At least 431 cases have been reported since January of individuals suffering from fever, vomiting, diarrhoea, muscle aches, headaches and fatigue, according to the WHO’s Africa office. Photo / Getty Images
At least 431 cases have been reported since January of individuals suffering from fever, vomiting, diarrhoea, muscle aches, headaches and fatigue, according to the WHO’s Africa office. Photo / Getty Images
The outbreak began in Équateur province, affecting 431 people with fever and vomiting symptoms.
Samples tested negative for common hemorrhagic fevers; further testing is needed to identify the pathogen.
An unknown illness has killed 53 people in a northwest region of the Democratic Republic of Congo.

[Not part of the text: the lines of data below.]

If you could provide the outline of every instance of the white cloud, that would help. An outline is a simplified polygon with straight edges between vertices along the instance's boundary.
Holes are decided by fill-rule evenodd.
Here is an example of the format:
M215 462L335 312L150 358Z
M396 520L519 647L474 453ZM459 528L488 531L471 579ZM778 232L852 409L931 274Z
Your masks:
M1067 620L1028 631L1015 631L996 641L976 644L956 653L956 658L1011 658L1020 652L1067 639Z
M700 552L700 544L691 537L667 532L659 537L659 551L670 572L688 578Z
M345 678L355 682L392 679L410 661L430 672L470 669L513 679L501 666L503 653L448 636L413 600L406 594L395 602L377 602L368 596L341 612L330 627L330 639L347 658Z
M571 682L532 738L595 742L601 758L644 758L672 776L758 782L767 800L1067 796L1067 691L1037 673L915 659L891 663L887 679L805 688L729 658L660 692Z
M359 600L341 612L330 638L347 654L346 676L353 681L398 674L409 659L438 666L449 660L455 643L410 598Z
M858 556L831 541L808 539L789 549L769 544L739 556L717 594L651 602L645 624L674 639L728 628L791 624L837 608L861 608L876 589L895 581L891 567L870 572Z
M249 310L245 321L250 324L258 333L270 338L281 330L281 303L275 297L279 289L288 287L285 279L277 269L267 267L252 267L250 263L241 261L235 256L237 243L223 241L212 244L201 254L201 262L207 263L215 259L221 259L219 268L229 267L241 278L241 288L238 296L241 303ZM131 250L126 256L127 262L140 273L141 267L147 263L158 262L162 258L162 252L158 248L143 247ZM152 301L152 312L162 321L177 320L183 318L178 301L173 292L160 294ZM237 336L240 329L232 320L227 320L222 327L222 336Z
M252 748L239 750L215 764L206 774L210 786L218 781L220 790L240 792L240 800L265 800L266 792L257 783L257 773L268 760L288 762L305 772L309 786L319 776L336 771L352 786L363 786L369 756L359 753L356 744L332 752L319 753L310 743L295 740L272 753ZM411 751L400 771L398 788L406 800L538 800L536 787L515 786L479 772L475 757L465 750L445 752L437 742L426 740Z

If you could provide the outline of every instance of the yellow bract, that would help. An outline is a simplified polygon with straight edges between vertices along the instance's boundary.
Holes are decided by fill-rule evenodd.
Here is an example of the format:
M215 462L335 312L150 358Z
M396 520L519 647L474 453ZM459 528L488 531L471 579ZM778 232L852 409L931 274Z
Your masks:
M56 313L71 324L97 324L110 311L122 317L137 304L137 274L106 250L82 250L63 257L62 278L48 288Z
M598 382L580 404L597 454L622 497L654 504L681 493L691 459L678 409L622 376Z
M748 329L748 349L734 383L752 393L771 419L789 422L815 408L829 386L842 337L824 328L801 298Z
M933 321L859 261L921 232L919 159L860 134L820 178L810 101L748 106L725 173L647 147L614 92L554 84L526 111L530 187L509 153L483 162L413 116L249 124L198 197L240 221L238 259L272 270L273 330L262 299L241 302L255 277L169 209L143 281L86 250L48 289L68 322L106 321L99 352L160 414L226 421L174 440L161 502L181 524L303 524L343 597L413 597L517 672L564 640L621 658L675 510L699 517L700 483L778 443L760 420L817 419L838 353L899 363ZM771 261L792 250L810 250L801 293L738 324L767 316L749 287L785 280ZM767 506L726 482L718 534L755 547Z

A significant portion of deaths were within 48 hours of the onset of symptoms, according to the World Health Organisation (WHO), which describes the outbreak as posing “a significant public health threat”.
At least 431 cases have been reported since January of individuals suffering from fever, vomiting, diarrhoea, muscle aches, headaches and fatigue, according to the WHO’s Africa office.
The illness – believed to have broken out in two separate villages in Equateur province – has a fatality rate of 12.3%, the WHO said.
Investigators traced the outbreak’s origin to Boloko Village, where three children under the age of 5 died after reportedly eating a bat carcass, health officials said.
In addition to the other symptoms reported with this disease, the three children suffered through symptoms similar to those of a haemorrhagic fever – bleeding from the nose and the vomiting of blood – before they died between January 10 and January 13.
An unknown illness has killed 53 people in a northwest region of the Democratic Republic of Congo. Graphic / The Washington Post
Following their deaths, four more children from the same village between the ages of 5 and 18 died. By January 27, there had been a total of 10 cases and seven deaths out of Boloko Village and two cases and one death out of the nearby Danda Village, the WHO said.
Less than two weeks later, a second outbreak of the mystery disease was reported to health officials in the village of Bomate.
By mid-February, investigators had identified 419 cases of the virus there, with 45 deaths, the WHO said.
Investigators sent samples from a total of 18 cases to the National Institute for Biomedical Research in Congo’s capital, Kinshasa, for testing, the WHO said.
All the samples tested negative for common haemorrhagic fever diseases such as Ebola and Marburg, and “further laboratory testing is critical to identify the causative pathogen,” the WHO report said, adding that the two outbreaks may be not be linked.
Health officials noted that the remote location of the two outbreaks, combined with the country’s “weak health care infrastructure increase the risk of further spread, requiring immediate high-level intervention to contain the outbreak”.
In December, another unknown flu-like disease killed dozens in the southwest region of the country. Investigators later determined that the disease was likely acute respiratory infections complicated by malaria that had been compounded by acute malnutrition.
Michael Head, a senior research fellow in Global Health at the University of Southampton in Britain, said in an email that outbreaks of unknown or yet-to-be identified illnesses “will happen many times around the world”.
“A genuinely new illness, as we saw with Covid-19, of course can happen but is very rare,” Head said. “Usually, it’s a bug … that we know about but haven’t yet diagnosed in that particular outbreak.”
But Head expressed concern over the most recent outbreak in Congo, noting that the state of healthcare infrastructure in the country “means the public health response is more complicated”.
“Typically, such outbreaks are brought under control relatively quickly,” he said.
“However, here, it is concerning that we have hundreds of cases and over 50 deaths, with haemorrhagic-fever-like symptoms widely reported among those cases.”
While health officials grapple with this unknown disease in the west, medical facilities in the eastern part of the country are overwhelmed, according to WHO, with Congo’s Prime Minister reporting that more than 7000 people have died this year amid a push by Rwanda-backed M23 rebels to capture unprecedented amounts of mineral-rich territory.